Our preliminary observation of the presence of higher levels of deamidated globin chains in the cord blood of preterm infants who later developed ≥stage II ROP suggests that factors present before birth may influence development of ROP in these infants. Deamidation is a nonenzymatic modification of asparaginyl and glutaminyl residues in peptides and proteins, resulting in aspartate and glutamate residues, respectively. It therefore confers a negative charge that can change the folding and conformation of the protein (26). This process is among the most commonly occurring posttranslational modifications, although its role is not completely understood. Some investigators have considered deamidation to be an undesirable form of protein damage, and it has been implicated in several pathologic conditions, including cataracts (27,28) and Alzheimer's disease (29). Another possibility is that deamidation is simply a dysregulation of normally occurring processes in a cell (30,31).

We did not find any correlation of this biomarker with CLD, thus arguing in favor of the biomarker being specific for stage 2 or greater ROP. Also, the marker was not found to be significantly correlated with gestational age or birth weight, thus confirming that it was not simply a marker of preterm birth. We were unable to examine other morbidities such as sepsis or NEC in this population and thus cannot comment on the role of this biomarker in other disease states in preterm infants.

We found biomarkers in the plasma of preterm infants for a presumptive localized disease that affects the retina. This raises the possibility that proteomics of low molecular weight plasma proteins can reveal molecules either involved in the pathogenesis of various disease states or indicative of pathogenesis.

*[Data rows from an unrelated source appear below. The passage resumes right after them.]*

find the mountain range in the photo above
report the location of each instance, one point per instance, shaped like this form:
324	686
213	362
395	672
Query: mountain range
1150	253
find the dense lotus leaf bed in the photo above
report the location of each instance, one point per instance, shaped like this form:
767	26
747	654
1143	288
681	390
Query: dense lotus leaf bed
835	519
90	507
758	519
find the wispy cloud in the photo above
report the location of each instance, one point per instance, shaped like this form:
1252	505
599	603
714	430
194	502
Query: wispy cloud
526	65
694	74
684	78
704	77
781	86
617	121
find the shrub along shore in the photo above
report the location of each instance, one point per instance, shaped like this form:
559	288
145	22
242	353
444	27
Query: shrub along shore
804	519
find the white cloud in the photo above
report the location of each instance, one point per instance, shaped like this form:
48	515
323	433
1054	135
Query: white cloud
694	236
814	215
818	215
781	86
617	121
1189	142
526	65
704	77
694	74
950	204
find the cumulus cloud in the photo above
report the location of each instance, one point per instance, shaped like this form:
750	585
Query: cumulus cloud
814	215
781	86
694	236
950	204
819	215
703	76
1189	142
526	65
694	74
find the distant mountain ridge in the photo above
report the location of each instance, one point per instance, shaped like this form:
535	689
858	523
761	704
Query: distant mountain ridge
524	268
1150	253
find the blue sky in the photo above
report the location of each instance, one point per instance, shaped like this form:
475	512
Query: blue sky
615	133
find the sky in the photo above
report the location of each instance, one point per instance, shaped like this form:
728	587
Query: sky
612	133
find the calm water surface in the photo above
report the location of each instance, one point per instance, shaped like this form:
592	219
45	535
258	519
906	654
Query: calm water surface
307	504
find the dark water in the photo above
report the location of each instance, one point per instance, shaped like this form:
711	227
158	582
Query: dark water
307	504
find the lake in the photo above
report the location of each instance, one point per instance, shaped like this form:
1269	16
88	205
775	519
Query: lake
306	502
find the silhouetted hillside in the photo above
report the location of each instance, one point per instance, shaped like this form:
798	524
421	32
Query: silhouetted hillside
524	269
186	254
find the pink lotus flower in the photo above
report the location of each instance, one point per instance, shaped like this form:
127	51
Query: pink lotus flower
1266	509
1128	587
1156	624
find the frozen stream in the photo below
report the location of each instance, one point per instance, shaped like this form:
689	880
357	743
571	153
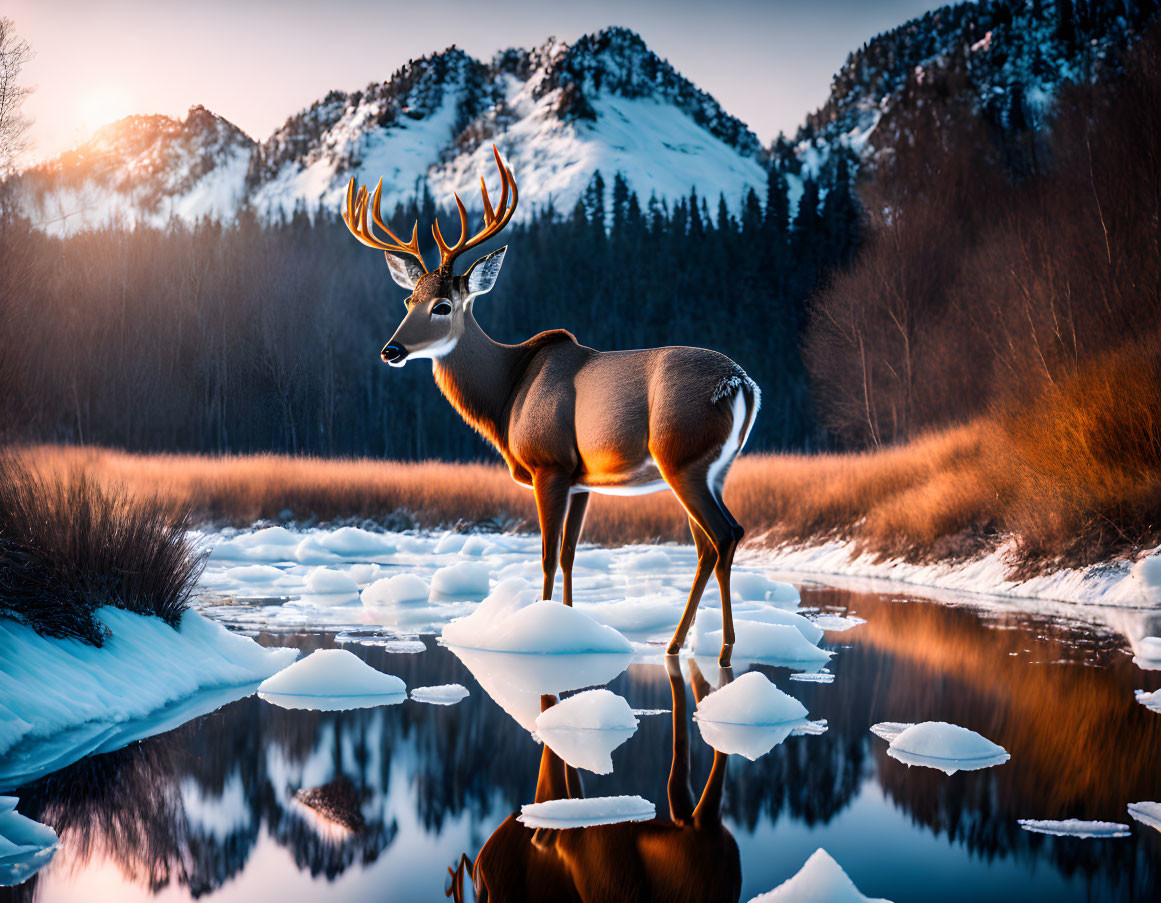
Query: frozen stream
258	801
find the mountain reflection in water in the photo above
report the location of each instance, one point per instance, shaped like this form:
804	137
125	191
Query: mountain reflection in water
254	801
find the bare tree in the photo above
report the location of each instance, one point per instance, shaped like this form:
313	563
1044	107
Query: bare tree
14	53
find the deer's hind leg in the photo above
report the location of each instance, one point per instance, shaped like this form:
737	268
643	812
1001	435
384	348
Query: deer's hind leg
704	505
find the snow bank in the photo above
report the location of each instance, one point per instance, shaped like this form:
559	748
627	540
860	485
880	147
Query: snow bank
466	578
1146	813
1108	583
26	846
756	641
403	587
586	813
821	880
585	729
511	621
446	694
48	685
331	679
937	744
1074	828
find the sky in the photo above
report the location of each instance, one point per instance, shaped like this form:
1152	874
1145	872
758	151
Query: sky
258	62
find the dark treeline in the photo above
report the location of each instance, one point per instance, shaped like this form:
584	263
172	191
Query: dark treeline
253	337
997	264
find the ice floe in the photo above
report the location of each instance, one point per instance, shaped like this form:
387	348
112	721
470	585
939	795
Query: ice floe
748	716
48	685
937	744
821	880
1074	828
446	694
26	846
397	590
584	729
586	811
511	621
1146	813
331	679
757	641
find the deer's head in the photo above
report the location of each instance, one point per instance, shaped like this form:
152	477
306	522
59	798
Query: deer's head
439	301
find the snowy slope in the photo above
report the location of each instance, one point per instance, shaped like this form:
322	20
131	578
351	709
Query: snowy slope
559	113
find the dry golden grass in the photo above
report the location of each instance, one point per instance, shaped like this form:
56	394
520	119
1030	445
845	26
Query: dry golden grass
1074	476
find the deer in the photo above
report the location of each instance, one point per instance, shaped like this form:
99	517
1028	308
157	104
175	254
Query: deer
689	857
570	420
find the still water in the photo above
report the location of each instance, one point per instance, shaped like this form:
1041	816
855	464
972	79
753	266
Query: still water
258	802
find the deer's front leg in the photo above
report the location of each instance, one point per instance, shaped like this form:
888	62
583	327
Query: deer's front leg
552	489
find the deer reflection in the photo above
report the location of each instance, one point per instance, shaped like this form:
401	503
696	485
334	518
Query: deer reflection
690	855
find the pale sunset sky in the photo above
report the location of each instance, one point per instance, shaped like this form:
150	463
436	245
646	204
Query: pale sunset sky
257	62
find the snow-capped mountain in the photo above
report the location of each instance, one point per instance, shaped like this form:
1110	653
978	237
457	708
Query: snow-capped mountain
559	114
142	168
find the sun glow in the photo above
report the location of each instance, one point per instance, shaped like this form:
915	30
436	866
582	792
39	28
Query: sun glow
102	105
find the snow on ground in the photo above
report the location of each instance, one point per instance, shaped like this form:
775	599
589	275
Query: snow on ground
446	694
586	811
331	679
26	846
1136	585
821	880
48	685
1147	814
584	729
1074	828
937	744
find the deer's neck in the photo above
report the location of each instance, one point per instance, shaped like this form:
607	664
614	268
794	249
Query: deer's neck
478	377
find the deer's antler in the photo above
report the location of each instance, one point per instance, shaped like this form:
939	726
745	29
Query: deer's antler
355	217
494	219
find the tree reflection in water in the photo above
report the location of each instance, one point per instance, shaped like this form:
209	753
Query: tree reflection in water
189	808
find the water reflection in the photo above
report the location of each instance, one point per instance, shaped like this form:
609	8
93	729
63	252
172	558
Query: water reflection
394	795
689	855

Also, the detection of posttranslational modifications as potential biomarkers confirms the importance of multidimensional high-resolution separations in proteomic investigations. For example, examining the total content of globin chains would not have revealed deamidation, and there was no a priori reason to suspect that this protein modification had occurred.

One of the difficulties in conducting these analyses in preterm infants is obtaining a sufficient number of samples and in collecting adequate amounts of plasma. The results of this study, although novel and of high statistical significance, will need to be validated in a separate data set of preterm infants with and without ROP. Such validation will require another data set, as well as confirmation of the results using complementary techniques such as enzyme-linked immunosorbent assay or Western blotting wherever possible.